Party discipline is essential when it comes to legislative votes but was never intended to be used to block parliamentarians from talking to their constituents about their decisions and their opinions. If they are trusted enough by the party to be chosen as parliamentary representatives, they ought to be trusted enough to speak aloud in public without a pre-scripted song-sheet of lines of the day.
I have said so often before, and I say again now, there is nothing wrong with people who have the same goals working together to achieve them. Factions are older than political parties. They were found in the Roman Senate and at the court of Queen Elizabeth I.
However, when factions become mutual support associations divorced from ideas and devoted purely to securing promotion, they are toxic.
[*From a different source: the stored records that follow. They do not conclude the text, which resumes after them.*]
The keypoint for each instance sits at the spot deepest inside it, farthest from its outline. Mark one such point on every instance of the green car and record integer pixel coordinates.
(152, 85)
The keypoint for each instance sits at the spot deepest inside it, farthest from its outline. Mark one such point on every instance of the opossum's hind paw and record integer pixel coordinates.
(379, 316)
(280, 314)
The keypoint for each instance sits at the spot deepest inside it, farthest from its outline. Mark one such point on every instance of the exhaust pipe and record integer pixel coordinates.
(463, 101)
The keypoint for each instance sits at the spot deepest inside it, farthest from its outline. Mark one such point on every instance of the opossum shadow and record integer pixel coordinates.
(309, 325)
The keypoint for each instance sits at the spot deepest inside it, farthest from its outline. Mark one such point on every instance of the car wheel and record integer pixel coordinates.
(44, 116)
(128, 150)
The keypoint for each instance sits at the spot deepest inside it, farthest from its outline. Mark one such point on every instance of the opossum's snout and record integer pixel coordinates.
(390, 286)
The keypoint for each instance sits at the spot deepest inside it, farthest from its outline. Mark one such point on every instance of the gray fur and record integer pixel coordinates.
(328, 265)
We have, at a state and a federal level, looked at our dropping support and, more often than not, we have blamed the leader. And, in NSW, more often than not, we have changed the leader. It is time for the party to realise that there is more amiss here than any one individual can be asked to shoulder the blame for. It is time for us to realise we have significant problems as an organisation and we must resolve them. To do so, we must draw on the strongest and best traditions of our past: our passion for social and economic justice, for fairness; our history as champions of democratic processes within our party as well as in the wider political arena; and our commitment to reform.
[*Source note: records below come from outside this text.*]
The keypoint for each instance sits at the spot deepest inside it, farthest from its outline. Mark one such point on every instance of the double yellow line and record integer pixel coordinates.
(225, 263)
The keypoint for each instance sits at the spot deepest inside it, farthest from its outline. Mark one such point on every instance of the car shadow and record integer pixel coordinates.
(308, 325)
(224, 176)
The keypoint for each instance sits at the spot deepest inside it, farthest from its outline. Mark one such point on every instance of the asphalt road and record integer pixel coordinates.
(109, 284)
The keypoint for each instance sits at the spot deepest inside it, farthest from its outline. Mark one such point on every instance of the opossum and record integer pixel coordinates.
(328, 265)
The resistance to reform by some within the ALP has made me very pessimistic about the possibility of achieving meaningful change in our party's structure and organisation. As is the case in any institution, those with the power to effect or to prevent change are always those most advantaged by the existing structures. I had believed, and I still hope, that the stark reality of our circumstances would break through the very human disinclination to surrender power and influence. But it seems that the most difficult part of the reform process will not be structural. It will be cultural.
The ALP was formed because working men and women in Australia needed a voice in parliament. They needed a government that would understand their needs and would use the resources of the state in the interests of all the community, not merely the few. The need for such a party still exists, and will still exist even if Labor fails the test of reform.
This is an edited extract of the Third Wran Lecture delivered in Sydney last night by John Faulkner.